If you live within the boundaries of the SRP’s water district, which are not necessarily the same as the power district’s boundaries, you get SRP irrigation water from the canals. That’s why in some older parts of the Valley you see berms built up around the lawns—to hold in the irrigation water.
Of course, growing Bermuda grass wasn’t what the canals were built for, but most of the cropland that once covered the Valley has given way to houses and Home Depots.
The major canals actually are owned by the federal government, but maintained by SRP. They are mostly controlled today by computers and remote sensors, but in the old days, keeping the canals flowing was the job of zanjeros — ditch riders — who patrolled the canal system. Some irrigation services still call their workers zanjeros.
Now the real newcomer question — the one you’re too embarrassed to ask: Where does the water come from?
In the years after construction of Roosevelt Dam, a series of five dams—three on the Salt and two on the Verde—were built to help store water from the rivers’ 13,000-square-mile watersheds.
Those dams created the various lakes—Canyon, Saguaro, etc.—where you go to fish or water-ski.
That’s why there’s no water in the Salt — not counting Tempe’s new Town Lake: It’s all damned up upstream. The water enters the SRP canal system at the Granite Reef Diversion Dam below the confluence of the Salt and Verde in the far East Valley.
And that is why, even though you came here to get away from the snow, you should care how much snow falls in Arizona’s central and eastern mountains. That snowmelt keeps the lakes filled.
The watershed is not the Valley’s sole source of water. SRP and various cities pump groundwater and the Central Arizona Canal, a huge undertaking, delivers Arizona’s share of Colorado River water to the Valley and Tucson.

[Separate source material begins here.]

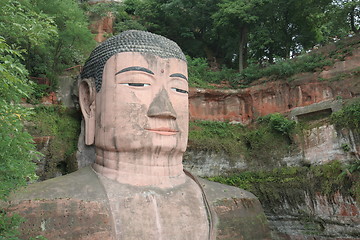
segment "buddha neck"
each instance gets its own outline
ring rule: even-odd
[[[150,149],[114,152],[97,148],[93,169],[119,183],[168,188],[185,182],[182,156],[180,152]]]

WHERE DOES THE WATER IN THE CANALS END UP ?
The water comes out of water faucets, showerheads, and garden hoses.
The author mistakenly says the canal water is used for agriculture & irrigation, when the VAST MAJORITY of the water is now used for human consumption. Human consumption has been the main use of the canal water (Salt & Verde river water) since the 1970’s. Agriculture uses relatively far less these days. What the people of the Phoenix metro area don’t use goes downstream all the way to the New River & the Agua Fria River, then to the Gila River, then to the Colorado River, then finally empties out in the Gulf of California and out to the Pacific Ocean. The SRP canals are EXTREMELY important to the Phoenix metro area. If they weren’t here, WE wouldn’t be here!
I live on 91st Ln. just south of Thunderbird backed up against new river anytime I dig in my backyard it appears to be nothing but River rock this must have been riverbottom at one time when was new river dredged because I believe new river at one time went right through my house. Was new river channeled slightly different and it’s natural state.
You will also notice a large number of Golf Courses with pristine grass either directly next to a canal, on a canal, or within a short distance of a canal. Can you say corruption?
I think that has more to do with the miles of canals and per capita golf courses than corruption. Kind of ups the chances of them being in close proximity. Besides don’t most golf courses use wastewater to stay green?
Daniel, how is that “corruption”?
That’s called PLANNING. You put a golf course next to a system that can easily deliver water to it.